The 19th century saw the gradual victory of "Amadeus" over alternative middle names. The earliest (18th century) biographers of Mozart, such as Friedrich Schlichtegroll and Franz Niemetschek, used "Gottlieb". However, in 1798 the publishing firm of Breitkopf & Härtel began to issue a (partial) Complete Works edition under the name "Amadeus". The dominance of "Amadeus" began around about 1810; Romanticism, notably in the person of E. T. A. Hoffmann, "seized upon this name to proclaim its veneration for Mozart". Although various scholars since that time have made use of "Amadè" or "Gottlieb", "Amadeus" remains by far the most familiar term for the general public.

==Facetious names==
In his frequently playful letters, Mozart would sometimes spell words backwards, e.g. "oidda. – gnagflow Trazom. neiw ned 12 tsugua 3771" for "addio. – wolfgang Mozart. wien den 21 august 1773".

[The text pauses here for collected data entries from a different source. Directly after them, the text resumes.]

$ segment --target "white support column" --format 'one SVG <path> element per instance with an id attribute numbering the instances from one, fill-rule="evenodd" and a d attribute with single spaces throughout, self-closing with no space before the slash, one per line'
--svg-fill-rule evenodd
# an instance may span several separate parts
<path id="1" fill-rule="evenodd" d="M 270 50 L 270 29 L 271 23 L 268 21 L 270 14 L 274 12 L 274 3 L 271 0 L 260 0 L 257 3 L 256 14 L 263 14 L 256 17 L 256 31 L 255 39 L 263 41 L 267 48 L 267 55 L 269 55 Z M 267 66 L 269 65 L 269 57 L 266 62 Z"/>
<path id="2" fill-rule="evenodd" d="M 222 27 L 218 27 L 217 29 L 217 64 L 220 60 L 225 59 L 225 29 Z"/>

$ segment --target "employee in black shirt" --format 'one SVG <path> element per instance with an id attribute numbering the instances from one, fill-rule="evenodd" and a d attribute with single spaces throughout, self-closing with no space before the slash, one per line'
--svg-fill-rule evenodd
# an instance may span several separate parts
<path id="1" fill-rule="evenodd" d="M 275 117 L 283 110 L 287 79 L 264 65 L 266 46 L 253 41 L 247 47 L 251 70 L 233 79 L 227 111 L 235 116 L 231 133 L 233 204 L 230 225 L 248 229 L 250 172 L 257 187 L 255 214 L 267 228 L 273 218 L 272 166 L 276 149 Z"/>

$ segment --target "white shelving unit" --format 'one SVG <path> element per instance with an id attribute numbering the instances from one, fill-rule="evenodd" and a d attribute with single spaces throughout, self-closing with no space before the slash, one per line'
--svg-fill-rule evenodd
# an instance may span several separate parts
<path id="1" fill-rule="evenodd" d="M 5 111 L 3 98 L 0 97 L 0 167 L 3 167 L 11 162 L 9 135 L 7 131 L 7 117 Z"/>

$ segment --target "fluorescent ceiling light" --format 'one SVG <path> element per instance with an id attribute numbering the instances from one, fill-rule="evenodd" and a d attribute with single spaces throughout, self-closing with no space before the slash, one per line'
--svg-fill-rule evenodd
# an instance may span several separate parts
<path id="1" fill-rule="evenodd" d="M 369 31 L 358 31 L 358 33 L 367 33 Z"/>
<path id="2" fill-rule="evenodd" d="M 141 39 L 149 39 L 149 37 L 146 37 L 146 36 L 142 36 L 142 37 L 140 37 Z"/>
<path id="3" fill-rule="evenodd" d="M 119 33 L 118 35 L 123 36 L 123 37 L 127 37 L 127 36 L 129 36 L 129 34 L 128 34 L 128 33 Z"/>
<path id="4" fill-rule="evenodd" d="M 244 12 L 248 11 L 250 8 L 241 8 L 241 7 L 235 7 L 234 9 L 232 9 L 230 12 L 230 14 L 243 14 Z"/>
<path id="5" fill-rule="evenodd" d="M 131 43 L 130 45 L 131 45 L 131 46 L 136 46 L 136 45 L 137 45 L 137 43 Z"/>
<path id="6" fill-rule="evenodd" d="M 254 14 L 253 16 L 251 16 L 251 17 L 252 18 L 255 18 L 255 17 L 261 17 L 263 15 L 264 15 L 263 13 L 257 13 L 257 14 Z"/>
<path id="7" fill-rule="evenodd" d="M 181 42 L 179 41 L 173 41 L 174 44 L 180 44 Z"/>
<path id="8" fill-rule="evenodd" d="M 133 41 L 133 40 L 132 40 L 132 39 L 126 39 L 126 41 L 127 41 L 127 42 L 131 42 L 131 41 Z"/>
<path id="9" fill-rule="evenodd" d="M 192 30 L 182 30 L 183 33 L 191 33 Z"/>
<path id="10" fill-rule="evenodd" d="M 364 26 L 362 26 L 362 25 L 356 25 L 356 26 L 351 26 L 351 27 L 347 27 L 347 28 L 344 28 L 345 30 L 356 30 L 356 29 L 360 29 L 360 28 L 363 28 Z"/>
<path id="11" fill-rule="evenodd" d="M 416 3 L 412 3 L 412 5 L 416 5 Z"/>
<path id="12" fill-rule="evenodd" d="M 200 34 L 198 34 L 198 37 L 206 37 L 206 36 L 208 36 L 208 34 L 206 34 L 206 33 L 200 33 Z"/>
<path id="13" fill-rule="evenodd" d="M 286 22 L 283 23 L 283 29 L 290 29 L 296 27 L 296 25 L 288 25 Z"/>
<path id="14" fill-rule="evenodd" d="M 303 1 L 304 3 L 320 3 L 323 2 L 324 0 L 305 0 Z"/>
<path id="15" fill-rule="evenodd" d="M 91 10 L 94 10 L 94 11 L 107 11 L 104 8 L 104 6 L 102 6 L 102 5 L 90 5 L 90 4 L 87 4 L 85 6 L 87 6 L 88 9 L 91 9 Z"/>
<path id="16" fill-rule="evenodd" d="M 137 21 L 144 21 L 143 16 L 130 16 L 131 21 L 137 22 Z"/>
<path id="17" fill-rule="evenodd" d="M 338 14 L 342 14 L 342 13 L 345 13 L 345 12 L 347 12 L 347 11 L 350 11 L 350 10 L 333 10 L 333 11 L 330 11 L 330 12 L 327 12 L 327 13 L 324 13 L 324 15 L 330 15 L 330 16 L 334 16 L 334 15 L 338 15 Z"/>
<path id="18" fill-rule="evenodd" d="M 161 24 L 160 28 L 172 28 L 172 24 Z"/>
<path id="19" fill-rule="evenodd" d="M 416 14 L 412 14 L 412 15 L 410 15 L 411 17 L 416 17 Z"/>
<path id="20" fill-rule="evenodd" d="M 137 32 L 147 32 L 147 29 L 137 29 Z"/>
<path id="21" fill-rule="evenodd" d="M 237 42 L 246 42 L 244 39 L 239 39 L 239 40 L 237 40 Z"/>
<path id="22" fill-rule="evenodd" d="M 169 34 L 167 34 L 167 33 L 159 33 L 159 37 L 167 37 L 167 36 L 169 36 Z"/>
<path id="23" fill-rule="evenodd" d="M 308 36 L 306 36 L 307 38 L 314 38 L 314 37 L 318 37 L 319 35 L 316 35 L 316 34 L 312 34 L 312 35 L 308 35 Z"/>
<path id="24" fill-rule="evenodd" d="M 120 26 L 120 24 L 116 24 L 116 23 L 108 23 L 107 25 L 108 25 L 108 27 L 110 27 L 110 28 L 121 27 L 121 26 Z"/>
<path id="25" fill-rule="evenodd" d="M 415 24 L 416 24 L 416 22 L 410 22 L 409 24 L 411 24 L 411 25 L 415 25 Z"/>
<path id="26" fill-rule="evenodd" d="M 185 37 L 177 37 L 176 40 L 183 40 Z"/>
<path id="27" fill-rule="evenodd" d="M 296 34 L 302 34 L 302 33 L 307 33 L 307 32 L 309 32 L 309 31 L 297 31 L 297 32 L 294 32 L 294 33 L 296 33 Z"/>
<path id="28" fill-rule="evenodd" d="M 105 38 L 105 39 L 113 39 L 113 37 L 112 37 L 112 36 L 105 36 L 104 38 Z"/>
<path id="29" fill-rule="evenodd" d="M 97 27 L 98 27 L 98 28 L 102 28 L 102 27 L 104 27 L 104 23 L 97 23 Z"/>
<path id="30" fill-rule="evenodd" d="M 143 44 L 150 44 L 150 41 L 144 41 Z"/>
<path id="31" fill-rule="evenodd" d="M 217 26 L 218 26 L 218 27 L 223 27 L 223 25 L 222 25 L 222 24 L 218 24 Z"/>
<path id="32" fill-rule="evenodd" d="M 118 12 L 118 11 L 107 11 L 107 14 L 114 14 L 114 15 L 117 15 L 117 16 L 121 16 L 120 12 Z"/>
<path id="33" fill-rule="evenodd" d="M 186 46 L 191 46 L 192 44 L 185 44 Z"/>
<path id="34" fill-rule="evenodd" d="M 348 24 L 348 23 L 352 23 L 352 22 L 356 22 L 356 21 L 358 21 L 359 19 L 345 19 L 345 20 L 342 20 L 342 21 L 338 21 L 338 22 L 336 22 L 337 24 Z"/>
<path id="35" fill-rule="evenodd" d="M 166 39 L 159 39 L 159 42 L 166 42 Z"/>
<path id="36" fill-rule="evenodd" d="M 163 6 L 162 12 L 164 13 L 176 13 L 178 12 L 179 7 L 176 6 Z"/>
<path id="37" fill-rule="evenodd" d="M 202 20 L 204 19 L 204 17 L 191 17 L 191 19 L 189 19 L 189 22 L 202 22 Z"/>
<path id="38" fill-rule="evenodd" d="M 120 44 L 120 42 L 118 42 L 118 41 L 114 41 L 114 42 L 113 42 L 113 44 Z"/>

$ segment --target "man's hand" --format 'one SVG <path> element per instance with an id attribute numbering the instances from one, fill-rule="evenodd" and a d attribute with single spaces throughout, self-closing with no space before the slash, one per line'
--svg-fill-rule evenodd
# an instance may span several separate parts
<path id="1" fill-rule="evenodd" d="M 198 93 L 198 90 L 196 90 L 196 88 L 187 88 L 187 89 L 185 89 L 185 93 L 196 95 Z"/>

In 1777, the 21-year-old Mozart also pranked a Herr Stein by denying his identity and introducing himself as "Trazom", then running to a piano and playing quickly to surprise Herr Stein.

The same year, he concluded a letter to his father with,
Well, addio. I again kiss Papa's hands and embrace my sister and send greetings to all my good friends; now off to the closet run I, where perchance shit some muck shall I, and ever the same fool am I. Wolfgang and Amadeus Mozarty, Augsburg, Octobery 25th, seventeen hundred and seventy seveny.
Nun addio. ich küsse dem papa nochmahlen die hände, und meine schwester umarme ich, und allen guten freünden und freündinen empfehle ich mich, und auf das heisel nun begieb ich mich, und einen dreck vielleicht scheisse ich, und der nähmliche narr bleibe ich, Wolfgang et Amadeus Mozartich, augspurg den 25 octobrich, 1700 Siebenzigich.

This shows both his scatological humour as well as his affinity for humorous misspellings, including that of "seveny" and his own name ("Mozarty").

See above for the possible origin of "Amadeus" as jocular.